Proposition. If $G$ is a bipartite graph with at least one edge, then its spectrum is symmetrical with respect to $0$, i.e. if a number $\lambda$ is an eigenvalue of $G$ then $- \lambda$ is also an eigenvalue of $G$.

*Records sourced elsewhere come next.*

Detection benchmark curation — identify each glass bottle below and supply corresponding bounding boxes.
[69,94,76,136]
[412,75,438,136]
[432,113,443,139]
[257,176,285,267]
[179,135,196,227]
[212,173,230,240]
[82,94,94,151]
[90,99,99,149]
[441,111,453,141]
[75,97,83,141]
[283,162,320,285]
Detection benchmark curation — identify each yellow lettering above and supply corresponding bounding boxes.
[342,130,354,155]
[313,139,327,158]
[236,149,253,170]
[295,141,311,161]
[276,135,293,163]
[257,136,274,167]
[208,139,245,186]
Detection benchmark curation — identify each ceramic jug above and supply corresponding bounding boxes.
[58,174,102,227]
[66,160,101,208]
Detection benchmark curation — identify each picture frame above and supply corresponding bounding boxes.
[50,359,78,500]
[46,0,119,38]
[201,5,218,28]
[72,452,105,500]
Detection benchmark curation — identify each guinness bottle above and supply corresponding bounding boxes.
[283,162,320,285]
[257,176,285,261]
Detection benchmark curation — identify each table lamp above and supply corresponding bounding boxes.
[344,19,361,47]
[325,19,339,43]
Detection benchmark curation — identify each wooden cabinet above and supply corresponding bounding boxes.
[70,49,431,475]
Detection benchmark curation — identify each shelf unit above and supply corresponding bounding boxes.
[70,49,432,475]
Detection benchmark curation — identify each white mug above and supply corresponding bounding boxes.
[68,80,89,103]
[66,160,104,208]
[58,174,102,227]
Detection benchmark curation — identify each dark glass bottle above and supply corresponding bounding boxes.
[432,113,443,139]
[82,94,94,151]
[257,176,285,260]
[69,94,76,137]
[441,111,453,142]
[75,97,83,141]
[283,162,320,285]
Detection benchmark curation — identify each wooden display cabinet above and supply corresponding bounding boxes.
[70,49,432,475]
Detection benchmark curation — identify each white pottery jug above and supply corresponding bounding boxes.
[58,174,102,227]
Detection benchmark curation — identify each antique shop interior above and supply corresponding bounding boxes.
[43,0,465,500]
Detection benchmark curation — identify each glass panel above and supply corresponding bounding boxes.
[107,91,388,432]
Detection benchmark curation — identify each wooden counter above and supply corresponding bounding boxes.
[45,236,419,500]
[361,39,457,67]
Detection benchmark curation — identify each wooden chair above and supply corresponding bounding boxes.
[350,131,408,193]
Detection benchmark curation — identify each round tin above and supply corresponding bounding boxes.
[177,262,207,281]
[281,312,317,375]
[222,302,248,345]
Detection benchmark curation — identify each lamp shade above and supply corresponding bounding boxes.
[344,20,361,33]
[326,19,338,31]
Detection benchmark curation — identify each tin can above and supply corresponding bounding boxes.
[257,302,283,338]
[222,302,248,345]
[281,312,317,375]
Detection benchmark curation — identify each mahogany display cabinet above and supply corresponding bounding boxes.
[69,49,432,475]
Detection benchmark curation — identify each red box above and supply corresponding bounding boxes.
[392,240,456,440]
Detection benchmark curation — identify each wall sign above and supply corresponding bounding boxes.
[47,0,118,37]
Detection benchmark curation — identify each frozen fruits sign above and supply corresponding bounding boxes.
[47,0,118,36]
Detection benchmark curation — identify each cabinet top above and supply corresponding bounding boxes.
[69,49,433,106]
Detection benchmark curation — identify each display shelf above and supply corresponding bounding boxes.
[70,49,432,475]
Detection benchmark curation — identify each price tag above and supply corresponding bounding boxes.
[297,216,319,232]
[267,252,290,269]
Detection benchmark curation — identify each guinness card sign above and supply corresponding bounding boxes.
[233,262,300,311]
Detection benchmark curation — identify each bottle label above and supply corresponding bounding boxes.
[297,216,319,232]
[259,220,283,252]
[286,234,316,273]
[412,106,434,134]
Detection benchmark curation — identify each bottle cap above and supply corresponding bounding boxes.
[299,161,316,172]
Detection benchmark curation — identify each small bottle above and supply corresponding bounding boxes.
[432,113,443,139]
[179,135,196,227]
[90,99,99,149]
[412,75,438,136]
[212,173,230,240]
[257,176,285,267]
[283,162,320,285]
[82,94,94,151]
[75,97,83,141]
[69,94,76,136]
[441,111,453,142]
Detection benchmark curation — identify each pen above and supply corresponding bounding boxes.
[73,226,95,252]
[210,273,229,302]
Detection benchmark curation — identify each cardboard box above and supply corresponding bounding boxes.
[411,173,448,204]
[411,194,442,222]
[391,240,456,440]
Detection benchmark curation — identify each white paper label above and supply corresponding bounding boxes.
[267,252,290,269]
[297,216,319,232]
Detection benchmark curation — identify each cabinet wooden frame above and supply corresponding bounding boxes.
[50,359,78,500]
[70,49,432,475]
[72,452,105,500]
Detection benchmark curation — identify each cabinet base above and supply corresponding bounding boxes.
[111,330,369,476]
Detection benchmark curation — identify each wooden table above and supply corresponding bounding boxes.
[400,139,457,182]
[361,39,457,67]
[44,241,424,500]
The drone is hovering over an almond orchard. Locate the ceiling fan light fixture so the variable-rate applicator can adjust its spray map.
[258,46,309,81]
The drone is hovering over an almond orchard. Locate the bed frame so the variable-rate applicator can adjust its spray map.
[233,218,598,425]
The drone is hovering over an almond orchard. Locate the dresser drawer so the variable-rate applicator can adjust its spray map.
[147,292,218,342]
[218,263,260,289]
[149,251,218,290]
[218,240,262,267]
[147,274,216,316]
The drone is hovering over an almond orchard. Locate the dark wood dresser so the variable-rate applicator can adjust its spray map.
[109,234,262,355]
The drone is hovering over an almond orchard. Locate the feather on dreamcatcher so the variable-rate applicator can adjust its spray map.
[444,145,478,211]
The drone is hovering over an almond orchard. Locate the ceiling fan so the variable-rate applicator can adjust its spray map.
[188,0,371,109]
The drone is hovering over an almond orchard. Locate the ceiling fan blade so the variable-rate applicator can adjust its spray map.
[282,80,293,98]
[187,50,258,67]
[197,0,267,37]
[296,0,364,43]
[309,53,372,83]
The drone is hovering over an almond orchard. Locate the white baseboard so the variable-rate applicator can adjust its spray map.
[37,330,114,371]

Proof. Let $G \in B(m,n)$. Then $A(G)$ is an $(m+n) \times (m+n)$ matrix. Suppose that $\lambda$ is an eigenvalue of $G$ and $x=(x_{1},x_{2},...,x_{m+n})$ is a corresponding eigenvector. Consider the vector $y=(y_{1},y_{2},...,y_{m+n})$ where $y_{j}=x_{j}$ if $1 \le j \le m$ and $y_{j}=-x_{j}$ if $m+1 \le j \le m+n$. Then
$ \sum_{j=1}^{m+n}a_{ij}y_{j}=\sum_{j=m+1}^{m+n}a_{ij}y_{j}=-\sum_{j=m+1}^{m+n}a_{ij}x_{j}=- \lambda x_{i} = -\lambda y_{i}$, if $1 \le i \le m$, and $ \sum_{j=1}^{m+n}a_{ij}y_{j}=\sum_{j=1}^{m}a_{ij}y_{j}=\sum_{j=1}^{m}a_{ij}x_{j}=\lambda x_{i} = - \lambda y_{i}$, if $m+1 \le i \le m+n$.
So $y$ satisfies $A(G)y=- \lambda y$, and $- \lambda$ is an eigenvalue of $G$
My question: How to proof that laplacian spectrum is symmetric for bipartite graphs. Proof above is the proof in one way: if $G$ is bipartite then condition, but my task is to proof that: if condition then $G$ is bipartite. I would like to get a seed of an idea, how can I do that.
The laplacian spectrum of a bipartite is not symmetric with respect to 0. For example, for $K_2$ the spectrum is $\{0,2\}$.